Raking Light
Quick answer: Raking light is lighting aimed across a surface at a very shallow angle to reveal texture and defects by casting tiny shadows and highlights.
What it means
When light skims across paint at a low angle, even small height differences show up clearly. Swirls, sanding marks, holograms and unlevelled coating patches become visible because the grazing light exaggerates their contrast. Hand-held, high-CRI LEDs and slim panel lights are commonly used for this inspection technique.
Why it matters
- Defect finding: exposes swirls, haze, holograms, dust nibs and orange peel that overhead lighting can miss.
- Coating quality: makes high spots, overlaps and rainbowing visible during the levelling window.
- Consistency: helps verify correction work panel by panel before protection is applied.

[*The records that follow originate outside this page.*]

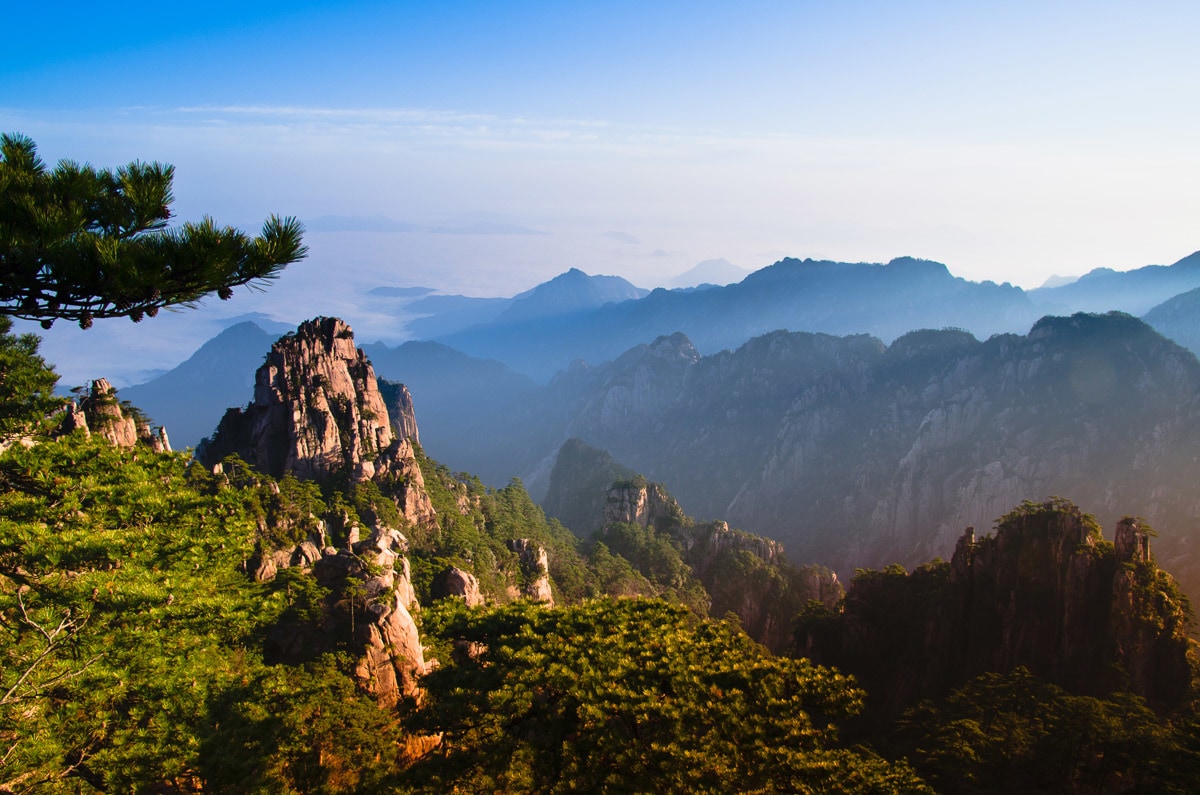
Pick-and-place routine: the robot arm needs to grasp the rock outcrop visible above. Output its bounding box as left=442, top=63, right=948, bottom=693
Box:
left=797, top=500, right=1190, bottom=717
left=67, top=378, right=170, bottom=453
left=378, top=378, right=421, bottom=444
left=501, top=313, right=1200, bottom=593
left=430, top=566, right=484, bottom=608
left=204, top=317, right=436, bottom=706
left=508, top=538, right=554, bottom=606
left=197, top=317, right=434, bottom=524
left=599, top=477, right=842, bottom=651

- Colour accuracy: high-CRI light shows true finish without colour casts that can hide issues.
Where you’ll see it
Paint correction stages, ceramic coating application and final QC, usually in a controlled indoor bay with adjustable lights.
Context
Car Paint Protection; Ceramic coatings; Paint correction
Common mistakes
- Relying on bright overhead light only, which flattens defects rather than revealing them.
- Using low-CRI torches that hide fine marring or shift colour.
- Holding the light too close and on-axis, blowing out highlights and masking texture.
- Not changing angles or viewing distance, so overlaps and edges are missed.
- Trusting a phone torch for final QC – it is rarely bright or accurate enough.